Dajcie spokój z tą rekonstrukcją. Nie sądzę, że na większości ludzi zrobi wrażenie zamiana ministra Adama Bodnara na ministra Waldemara Żurka. Zadowoli to zapewne głównie twardych zwolenników PO na jakiś czas. Giertych jest zadowolony. Dużej zmiany kursu nie będzie.
Symboliczny jest tu awans na wicepremiera Radosława Sikorskiego, który prezentuje się jako „mocny człowiek na trudne czasy”, zgodnie zresztą z opowieścią snutą przez samego Tuska.
W przemówieniu zapowiadającym roszady w rządzie premier zapowiada:
„Ten rząd będzie przywracał ład, porządek, taką oczywistą hierarchię. Państwo jest od tego, żeby zapewnić porządek i bezpieczeństwo obywatelom i będziemy eliminować z całą bezwzględnością to wszystko, co jest takim wewnętrznym sabotażem, wewnętrzną agresją wobec państwa polskiego. Zaczynam od tych najcięższych spraw, bo musimy mieć świadomość, że tutaj nie ma miejsca ani czasu na taką lekką politykę, na taką anegdotyczną politykę”.
Więc będzie twardo. Na granicach dalej będzie szukanie „sabotażystów”, a w reszcie kraju „wrogów wewnętrznych”. Innymi słowy, kurs na prawo, w kierunku bardziej autorytarnej polityki nie tylko zostanie utrzymany, ale nawet wzmocniony. Wszystko w imię konkurowania z PiS o rękę Konfederacji. Lewica coś tam dostanie na otarcie łez, ale raczej niewiele.

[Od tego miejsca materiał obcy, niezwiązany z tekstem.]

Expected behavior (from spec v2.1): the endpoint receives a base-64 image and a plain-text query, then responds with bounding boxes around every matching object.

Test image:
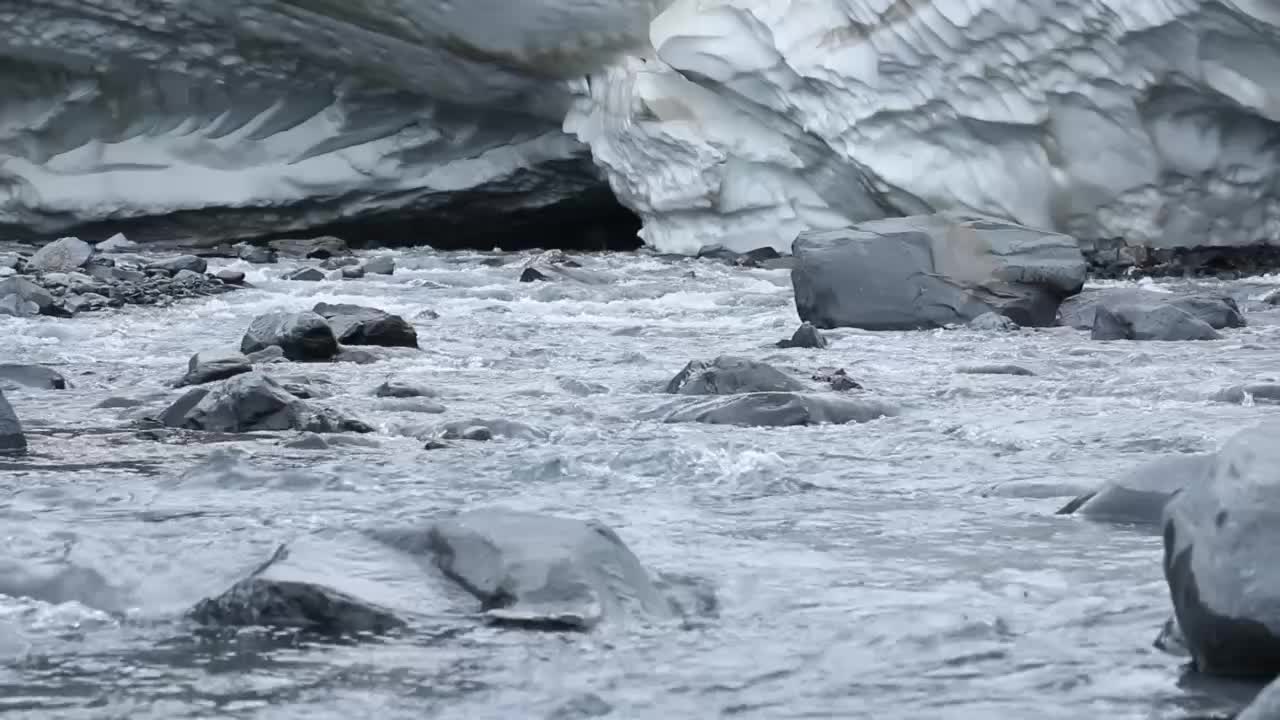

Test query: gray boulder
[428,509,672,629]
[1057,287,1245,331]
[778,323,827,350]
[791,213,1087,331]
[314,302,417,347]
[0,363,70,389]
[175,350,253,387]
[667,355,809,395]
[1089,299,1222,341]
[27,237,93,273]
[0,391,27,455]
[161,372,371,433]
[1164,420,1280,678]
[664,392,896,427]
[1057,454,1213,527]
[241,310,338,363]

Klimat wyszedł już z mody, więc Ministerstwo Klimatu i Środowiska zostanie okrojone i będzie znowu Ministerstwo Energii. O kwestiach szeroko rozumianych praw człowieka też tam nie było mowy. Tylko rozliczenia, „czasy przedwojenne”, bezpieczeństwo, potęga światowa i tak w kółko. Coś, czym nas od przejęcia władzy karmią i jakoś nieszczególnie to zadziałało.
Sytuacja jest poważna, zwieramy narodowe szeregi, żadnej „polityki anegdotycznej”. I w tym momencie Tusk zaczyna snuć anegdoty, podważając atmosferę grozy, którą próbował przed chwilą budować: „Wieczorem bardzo lubię popatrzeć na kolejne etapy Tour de France” i zaczyna opowiadać niczym Kaczyński o rodeo. Strasznie dużo wodolejstwa było generalnie w tym przemówieniu. Macie szczęście, że tego nie musieliście słuchać, bo czegoś tak nudnego Tusk dawno już nie wygłosił.
To jest chyba ten moment, w którym ujawnia się fakt, jak ta opowieść jest wewnętrznie rozklejona i jak bardzo Tusk z ekipą sami nie bardzo wierzą w to, co mówią. A przecież ludzie to widzą, nie da się tego ukryć.
I kolejna wewnętrzna sprzeczność: „Prosiłem panie i panów ministrów, żeby nie ulegli nigdy pokusie jakiejś taniej propagandy, ale chcę dzisiaj jeszcze raz podkreślić to, że zmieniamy część naszego gabinetu w dniach, kiedy Polska właśnie staje się 20. gospodarką świata. 20. gospodarką świata, kiedy nasze PKB przekroczyło ten symboliczny bilion, kiedy Polska staje się, i nikt tego już nie kwestionuje, naprawdę potęgą regionalną. Również dzięki temu, że budujemy najsilniejszą armię w tej części świata”.
Zero taniej propagandy, więc zaraz wjadę wam ze zużytą propagandą o Polsce, która rośnie w siłę, a ludziom się żyje dostatniej… „Ten rok tysiąclecia korony polskiej to jest też naprawdę rok wielkiej nadziei. Na miłość Boga, my nie możemy tego zmarnować!” – apeluje niczym na kazaniu Tusk.
Ale najważniejsze to: „Chciałbym tak od serca wszystkim powiedzieć, dosyć marudzenia”. Pamiętajcie malkontenci! Spróbujcie coś za bardzo grymasić, to poczujecie, co to znaczy „bezpieczeństwo” na swojej skórze.